RecA is a key protein in homologous recombination. During recombination, one single-stranded DNA (ssDNA) bound to site I in RecA exchanges Watson-Crick pairing with a sequence-matched ssDNA that was part of a double-stranded DNA molecule (dsDNA) bound to site II in RecA. After strand exchange, heteroduplex dsDNA is bound to site I. In vivo, direct polymerization of RecA on dsDNA through site I does not occur, though it does in vitro. The mechanisms underlying the difference have been unclear. We use single-molecule experiments to decouple the two steps involved in polymerization: nucleation and elongation. We find that elongation is governed by a fundamental clock that is insensitive to force and RecA concentration from 0.2 and 6 µM, though rates depend on ionic conditions. Thus, we can probe nucleation site stability by creating nucleation sites at high force and then measuring elongation as a function of applied force. We find that in the presence of ATP hydrolysis a minimum force is required for polymerization. The minimum force decreases with increasing RecA or ATP concentrations. We propose that force reduces the off-rate for nucleation site binding and that nucleation site stability is the stringency factor that prevents in vivo polymerization.

Study of force induced melting of dsDNA as a function of length and conformation.

We measure the constant force required to melt double-stranded (ds) DNA as a function of length for lengths from 12 to 100,000 base pairs, where the force is applied to the 3'3' or 5'5' ends of the dsDNA. Molecules with 32 base pairs or fewer melt before overstretching. For these short molecules, the melting force is independent of the ends to which the force is applied and the shear force as a function of length is well described by de Gennes theory with a de Gennes length of less than 10 bp. Molecules with lengths of 500 base pairs or more overstretch before melting. For these long molecules, the melting force depends on the ends to which the force is applied. The melting force as a function of length increases even when the length exceeds 1000 bp, where the length dependence is inconsistent with de Gennes theory. Finally, we expand de Gennes melting theory to 3'5' pulling and compare the predictions with experimental results.
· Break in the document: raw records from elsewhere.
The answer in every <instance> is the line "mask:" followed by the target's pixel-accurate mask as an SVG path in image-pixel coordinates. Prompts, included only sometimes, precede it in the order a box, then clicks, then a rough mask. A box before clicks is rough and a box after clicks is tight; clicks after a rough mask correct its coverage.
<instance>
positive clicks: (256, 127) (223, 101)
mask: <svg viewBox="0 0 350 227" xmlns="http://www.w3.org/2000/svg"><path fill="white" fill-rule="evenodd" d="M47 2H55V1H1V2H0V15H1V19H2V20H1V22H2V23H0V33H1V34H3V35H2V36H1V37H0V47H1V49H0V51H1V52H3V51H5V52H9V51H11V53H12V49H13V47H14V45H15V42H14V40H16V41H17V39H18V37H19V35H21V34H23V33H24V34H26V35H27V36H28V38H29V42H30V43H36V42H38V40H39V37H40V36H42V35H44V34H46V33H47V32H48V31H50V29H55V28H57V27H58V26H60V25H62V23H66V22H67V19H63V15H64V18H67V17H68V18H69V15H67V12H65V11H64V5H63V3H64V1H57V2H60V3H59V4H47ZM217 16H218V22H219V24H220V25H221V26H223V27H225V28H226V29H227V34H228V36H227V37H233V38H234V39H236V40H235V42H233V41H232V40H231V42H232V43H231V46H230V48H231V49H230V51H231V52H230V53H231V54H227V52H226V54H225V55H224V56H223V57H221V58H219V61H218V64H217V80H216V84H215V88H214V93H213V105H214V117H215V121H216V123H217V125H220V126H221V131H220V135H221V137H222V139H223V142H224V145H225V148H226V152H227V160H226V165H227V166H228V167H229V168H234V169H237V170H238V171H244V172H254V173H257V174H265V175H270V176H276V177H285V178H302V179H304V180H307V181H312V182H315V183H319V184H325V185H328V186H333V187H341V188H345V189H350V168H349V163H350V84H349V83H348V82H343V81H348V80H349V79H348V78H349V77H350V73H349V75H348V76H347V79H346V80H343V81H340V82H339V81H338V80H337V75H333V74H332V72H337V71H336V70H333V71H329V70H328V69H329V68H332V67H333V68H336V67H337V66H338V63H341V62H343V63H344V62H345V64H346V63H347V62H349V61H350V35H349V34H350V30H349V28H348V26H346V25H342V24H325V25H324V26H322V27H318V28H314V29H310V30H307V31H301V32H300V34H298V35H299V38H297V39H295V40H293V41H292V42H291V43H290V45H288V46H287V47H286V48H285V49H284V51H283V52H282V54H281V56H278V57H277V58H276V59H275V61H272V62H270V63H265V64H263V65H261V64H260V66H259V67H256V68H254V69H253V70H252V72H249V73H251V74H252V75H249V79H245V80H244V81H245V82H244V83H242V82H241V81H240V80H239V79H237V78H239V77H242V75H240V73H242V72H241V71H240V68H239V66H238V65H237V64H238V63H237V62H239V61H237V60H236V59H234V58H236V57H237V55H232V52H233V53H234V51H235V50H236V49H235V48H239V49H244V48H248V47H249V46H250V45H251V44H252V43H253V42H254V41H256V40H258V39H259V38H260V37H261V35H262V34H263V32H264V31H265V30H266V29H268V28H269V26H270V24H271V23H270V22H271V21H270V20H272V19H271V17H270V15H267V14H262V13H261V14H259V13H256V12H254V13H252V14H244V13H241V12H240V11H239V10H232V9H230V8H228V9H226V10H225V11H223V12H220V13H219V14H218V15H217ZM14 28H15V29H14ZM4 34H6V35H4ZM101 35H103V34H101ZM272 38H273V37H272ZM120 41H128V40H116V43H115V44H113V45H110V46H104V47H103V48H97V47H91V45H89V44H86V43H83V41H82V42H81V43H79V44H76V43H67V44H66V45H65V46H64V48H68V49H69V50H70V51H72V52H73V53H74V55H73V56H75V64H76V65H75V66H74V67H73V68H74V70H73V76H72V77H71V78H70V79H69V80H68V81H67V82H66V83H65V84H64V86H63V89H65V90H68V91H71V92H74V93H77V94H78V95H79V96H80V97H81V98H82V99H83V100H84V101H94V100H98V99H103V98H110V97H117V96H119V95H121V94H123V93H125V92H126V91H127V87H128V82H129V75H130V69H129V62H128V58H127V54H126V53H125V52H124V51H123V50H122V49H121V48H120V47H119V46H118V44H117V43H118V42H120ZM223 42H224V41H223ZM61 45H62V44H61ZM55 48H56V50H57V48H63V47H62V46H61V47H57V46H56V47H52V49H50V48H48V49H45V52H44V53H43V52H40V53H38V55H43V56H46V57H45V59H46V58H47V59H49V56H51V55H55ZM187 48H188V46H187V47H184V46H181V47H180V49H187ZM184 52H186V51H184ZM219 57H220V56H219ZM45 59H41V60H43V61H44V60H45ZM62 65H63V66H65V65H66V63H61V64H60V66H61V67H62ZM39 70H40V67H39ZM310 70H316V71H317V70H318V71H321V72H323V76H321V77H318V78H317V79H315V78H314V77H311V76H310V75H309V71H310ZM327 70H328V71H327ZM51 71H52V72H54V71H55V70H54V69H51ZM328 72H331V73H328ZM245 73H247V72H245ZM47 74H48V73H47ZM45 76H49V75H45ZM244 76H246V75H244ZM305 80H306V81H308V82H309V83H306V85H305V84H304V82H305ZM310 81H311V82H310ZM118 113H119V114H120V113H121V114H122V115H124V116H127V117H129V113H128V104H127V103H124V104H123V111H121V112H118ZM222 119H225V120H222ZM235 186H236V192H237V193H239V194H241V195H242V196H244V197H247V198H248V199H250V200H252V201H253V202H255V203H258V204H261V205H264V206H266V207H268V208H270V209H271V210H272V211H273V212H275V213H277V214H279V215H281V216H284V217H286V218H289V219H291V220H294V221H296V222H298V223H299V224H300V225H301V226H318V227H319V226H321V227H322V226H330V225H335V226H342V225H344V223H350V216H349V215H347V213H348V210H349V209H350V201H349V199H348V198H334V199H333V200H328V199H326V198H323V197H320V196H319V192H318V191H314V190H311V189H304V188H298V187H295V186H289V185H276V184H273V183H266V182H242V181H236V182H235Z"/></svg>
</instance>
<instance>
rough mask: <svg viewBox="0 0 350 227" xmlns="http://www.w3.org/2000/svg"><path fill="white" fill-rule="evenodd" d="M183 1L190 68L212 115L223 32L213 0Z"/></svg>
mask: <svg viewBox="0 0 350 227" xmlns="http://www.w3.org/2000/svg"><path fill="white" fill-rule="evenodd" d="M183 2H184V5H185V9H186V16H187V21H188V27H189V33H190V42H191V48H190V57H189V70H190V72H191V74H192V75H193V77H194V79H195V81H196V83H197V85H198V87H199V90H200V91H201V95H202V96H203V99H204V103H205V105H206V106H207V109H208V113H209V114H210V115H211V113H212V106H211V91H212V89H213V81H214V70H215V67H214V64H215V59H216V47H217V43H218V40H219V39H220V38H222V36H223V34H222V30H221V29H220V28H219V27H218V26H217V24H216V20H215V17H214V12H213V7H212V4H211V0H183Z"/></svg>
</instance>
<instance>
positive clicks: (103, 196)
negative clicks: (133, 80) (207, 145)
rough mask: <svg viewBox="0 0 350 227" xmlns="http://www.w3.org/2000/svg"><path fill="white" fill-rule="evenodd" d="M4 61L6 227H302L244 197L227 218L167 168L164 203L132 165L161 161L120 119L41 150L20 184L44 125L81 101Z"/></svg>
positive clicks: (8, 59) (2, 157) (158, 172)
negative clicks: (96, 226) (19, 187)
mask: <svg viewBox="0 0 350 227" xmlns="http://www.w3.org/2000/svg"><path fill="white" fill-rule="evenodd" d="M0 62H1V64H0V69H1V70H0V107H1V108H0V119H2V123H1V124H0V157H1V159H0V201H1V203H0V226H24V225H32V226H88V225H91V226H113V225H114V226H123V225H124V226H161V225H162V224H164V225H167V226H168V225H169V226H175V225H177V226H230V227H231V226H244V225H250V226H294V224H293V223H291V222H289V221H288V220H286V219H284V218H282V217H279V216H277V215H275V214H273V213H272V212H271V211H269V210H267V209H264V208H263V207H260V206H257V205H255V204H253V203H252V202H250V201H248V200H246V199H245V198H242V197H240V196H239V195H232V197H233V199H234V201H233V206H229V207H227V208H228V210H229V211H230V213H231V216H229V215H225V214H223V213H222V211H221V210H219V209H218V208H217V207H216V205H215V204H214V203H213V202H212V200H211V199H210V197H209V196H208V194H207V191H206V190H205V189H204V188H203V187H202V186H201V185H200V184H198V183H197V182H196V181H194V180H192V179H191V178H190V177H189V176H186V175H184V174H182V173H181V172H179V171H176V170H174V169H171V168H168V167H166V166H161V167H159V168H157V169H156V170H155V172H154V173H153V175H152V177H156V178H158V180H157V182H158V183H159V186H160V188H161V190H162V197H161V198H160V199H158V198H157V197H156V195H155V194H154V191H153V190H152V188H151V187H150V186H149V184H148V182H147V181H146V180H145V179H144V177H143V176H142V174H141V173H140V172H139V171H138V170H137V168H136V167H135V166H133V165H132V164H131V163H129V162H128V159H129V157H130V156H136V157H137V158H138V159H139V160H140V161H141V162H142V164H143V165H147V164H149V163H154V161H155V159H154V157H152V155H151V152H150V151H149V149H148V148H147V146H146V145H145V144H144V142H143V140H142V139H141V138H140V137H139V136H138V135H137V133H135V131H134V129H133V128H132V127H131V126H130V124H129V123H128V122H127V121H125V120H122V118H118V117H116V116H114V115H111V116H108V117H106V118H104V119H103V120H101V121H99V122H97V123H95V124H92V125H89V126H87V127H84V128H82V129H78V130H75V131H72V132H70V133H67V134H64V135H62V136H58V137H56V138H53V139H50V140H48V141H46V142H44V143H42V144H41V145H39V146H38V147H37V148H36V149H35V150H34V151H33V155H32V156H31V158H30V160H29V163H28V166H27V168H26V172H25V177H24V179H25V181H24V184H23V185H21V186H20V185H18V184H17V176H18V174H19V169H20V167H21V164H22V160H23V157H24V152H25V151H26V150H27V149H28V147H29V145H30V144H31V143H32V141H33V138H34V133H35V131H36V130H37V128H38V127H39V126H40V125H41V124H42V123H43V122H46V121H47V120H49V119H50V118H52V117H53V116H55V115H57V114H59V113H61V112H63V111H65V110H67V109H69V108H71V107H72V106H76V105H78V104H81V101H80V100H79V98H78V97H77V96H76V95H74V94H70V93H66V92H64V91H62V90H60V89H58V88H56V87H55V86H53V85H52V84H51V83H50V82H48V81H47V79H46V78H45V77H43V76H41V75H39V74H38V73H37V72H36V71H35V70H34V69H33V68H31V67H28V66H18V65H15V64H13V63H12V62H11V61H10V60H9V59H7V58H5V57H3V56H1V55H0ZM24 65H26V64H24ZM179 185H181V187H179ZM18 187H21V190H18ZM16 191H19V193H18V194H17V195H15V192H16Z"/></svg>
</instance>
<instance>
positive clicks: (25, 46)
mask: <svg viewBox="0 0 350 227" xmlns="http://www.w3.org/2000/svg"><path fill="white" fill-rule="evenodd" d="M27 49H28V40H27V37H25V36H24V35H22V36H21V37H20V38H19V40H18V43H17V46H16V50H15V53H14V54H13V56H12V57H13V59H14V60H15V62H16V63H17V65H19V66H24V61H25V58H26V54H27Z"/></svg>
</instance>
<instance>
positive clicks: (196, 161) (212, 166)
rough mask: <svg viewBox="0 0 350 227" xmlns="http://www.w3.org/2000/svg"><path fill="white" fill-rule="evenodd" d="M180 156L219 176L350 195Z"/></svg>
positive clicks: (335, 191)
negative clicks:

The structure of DNA overstretched from the 5'5' ends differs from the structure of DNA overstretched from the 3'3' ends.

It has been suggested that the structure that results when double-stranded DNA (dsDNA) is pulled from the 3'3' ends differs from that which results when it is pulled from the 5'5' ends. In this work, we demonstrate, using lambda phage dsDNA, that the overstretched states do indeed show different properties, suggesting that they correspond to different structures. For 3'3' pulling versus 5'5' pulling, the following differences are observed: (i) the forces at which half of the molecules in the ensemble have made a complete force-induced transition to single stranded DNA are 141 +/- 3 pN and 122 +/- 4 pN, respectively; (ii) the extension vs. force curve for overstretched DNA has a marked change in slope at 127 +/- 3 pN for 3'3' and 110 +/- 3 pN for 5'5'; (iii) the hysteresis (H) in the extension vs. force curves at 150 mM NaCl is 0.3 +/- 0.8 pN microm for 3'3' versus 13 +/- 8 pN for 5'5'; and (iv) 3'3' and 5'5' molecules show different changes in hysteresis due to interactions with beta-cyclodextrin, a molecule that is known to form stable host-guest complexes with rotated base pairs, and glyoxal that is known to bind stably to unpaired bases. These differences and additional findings are well-accommodated by the corresponding structures predicted on theoretical grounds.